Regarding Walmart hiring:

Met with both merriment and protest, Walmart came to Washington, D.C., at the end of 2013.

The store received more than 23,000 applications but hired just 600 associates, NBC Washington reported. That’s a 2.6% acceptance rate — almost twice as selective as Harvard.

While many Harvard graduates can expect a six-figure income, Walmart employees pocket an average of $11.83 an hour or nearly $25,000 annually, according to the company.

Or McDonald’s:

McDonald’s hasn’t gone on a national hiring spree this year, but at one point, it was more difficult to land a job there than a spot at Harvard.

In 2011, McDonald’s held a gigantic job fair. It advertised 50,000 jobs and ended up hiring 24% more than that — 62,000.

One million people applied for positions, which made the odds of getting hired 6.2%.

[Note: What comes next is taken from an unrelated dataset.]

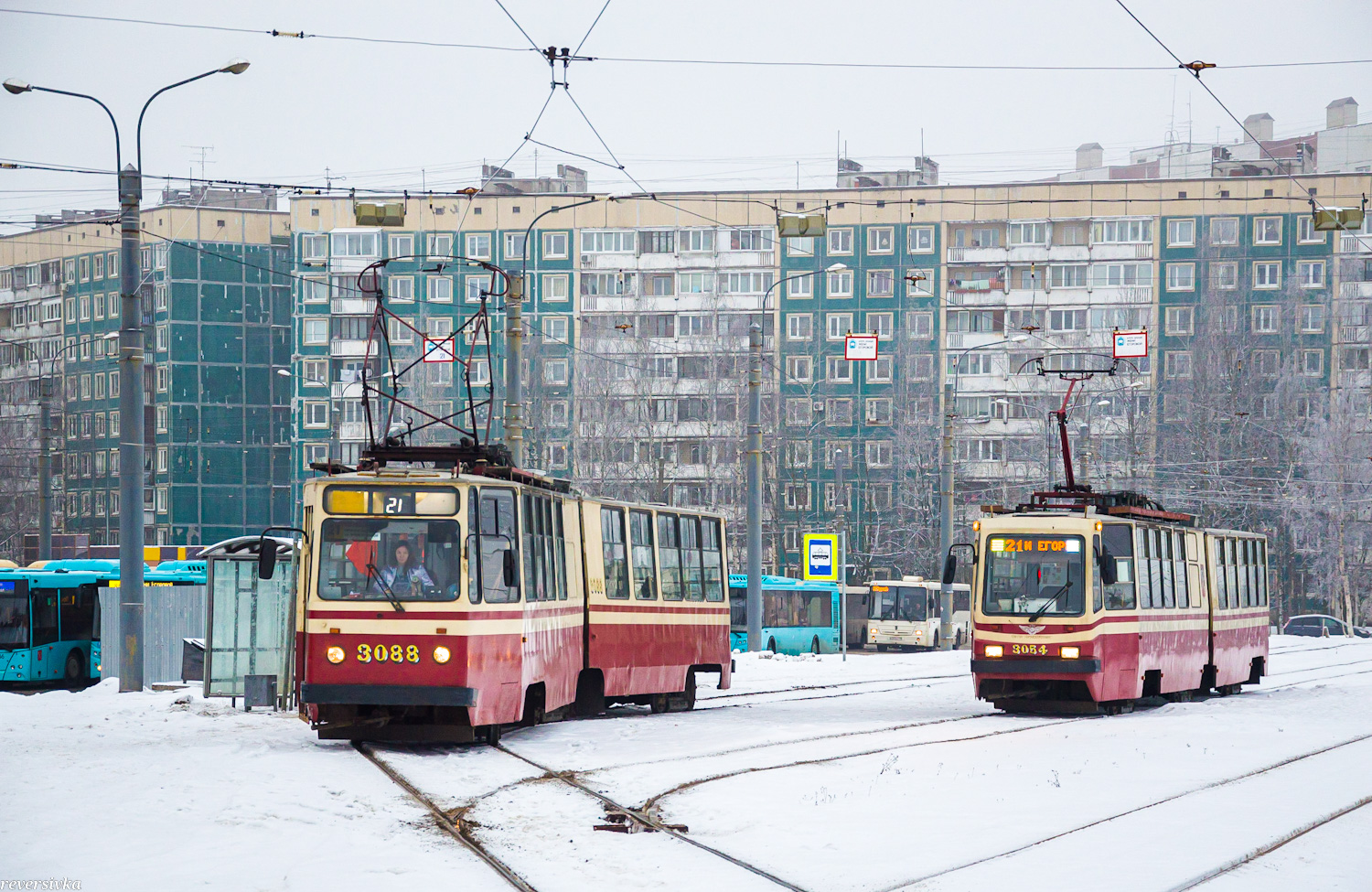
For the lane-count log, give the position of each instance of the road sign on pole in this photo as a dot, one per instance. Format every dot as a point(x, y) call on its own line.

While Harvard has gotten even more selective, the school accepted about 7% of applicants in 2011.

In 2023, of 43,330 people who applied to Harvard, 1,950 were accepted, for an acceptance rate of 4.5%. So the odds are low. But Harvard applicants are not selected at random from the general population. The high school grad with a low GPA and low SAT score is likely not applying to Harvard, and if he did apply his odds would be lower than 4%.

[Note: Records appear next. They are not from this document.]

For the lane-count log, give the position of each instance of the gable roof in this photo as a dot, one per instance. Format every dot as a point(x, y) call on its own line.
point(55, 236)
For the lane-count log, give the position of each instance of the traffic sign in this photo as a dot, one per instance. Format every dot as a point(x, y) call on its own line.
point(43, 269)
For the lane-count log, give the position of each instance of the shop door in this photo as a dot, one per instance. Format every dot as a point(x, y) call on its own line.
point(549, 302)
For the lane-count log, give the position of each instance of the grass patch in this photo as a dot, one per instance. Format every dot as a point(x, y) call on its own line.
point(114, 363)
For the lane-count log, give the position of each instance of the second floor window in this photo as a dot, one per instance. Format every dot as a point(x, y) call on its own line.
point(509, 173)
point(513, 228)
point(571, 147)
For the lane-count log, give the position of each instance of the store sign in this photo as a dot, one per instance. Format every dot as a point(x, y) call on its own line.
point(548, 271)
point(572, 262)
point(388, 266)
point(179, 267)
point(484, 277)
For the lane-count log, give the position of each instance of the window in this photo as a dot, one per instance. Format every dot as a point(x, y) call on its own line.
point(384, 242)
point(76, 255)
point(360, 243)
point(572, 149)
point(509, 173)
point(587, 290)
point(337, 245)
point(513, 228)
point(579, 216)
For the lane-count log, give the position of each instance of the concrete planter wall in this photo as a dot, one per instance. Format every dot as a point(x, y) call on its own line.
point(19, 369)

But applying for McDonald’s or Walmart has no such self-selection bias or penalty, meaning that applicants can be treated as being representative of the general population for statistical purposes, whereas Harvard’s acceptance rate is biased by self-selection effects and thus vastly overestimates the odds of actually getting in.

There is little or no penalty for being overeducated when applying to McDonald’s or Walmart, compared to the penalty of being underqualified when applying to Harvard. Even if there was such a penalty, far more people are undereducated than overeducated.

The vast majority of high schoolers do not bother to apply to Harvard, because, correctly, they surmise their odds are much lower than the widely-cited 4-5% acceptance rate. Of course, there are also high schoolers whose qualifications are commensurate with having at least the stated odds of being accepted, maybe higher, but do not bother applying.

In 2021, 2.3 million freshmen enrolled in a college or university:

Nearly 2.34 million freshmen enrolled in a college or university last semester, a 4.3 percent increase over fall 2021 and a healthy jump from the 2.24 million who enrolled in fall 2020, soon after the COVID-19 pandemic began.

So it’s closer to .085-.087% odds of being accepted to Harvard from a sample representative of the general population. For example, if we assume only 5% of 2.3 million high school seniors who take the SATs score high enough to even have a shot of being accepted, and of those only 2000 are chosen, which gives a .087% probability.

So the stats you need: the probability of getting into Harvard assuming a non-biased sample of applicants. This must be smaller than the self-selected sample.

These two examples show how easily it is to be mislead with stats that are widely reported by the media or taken for granted as true.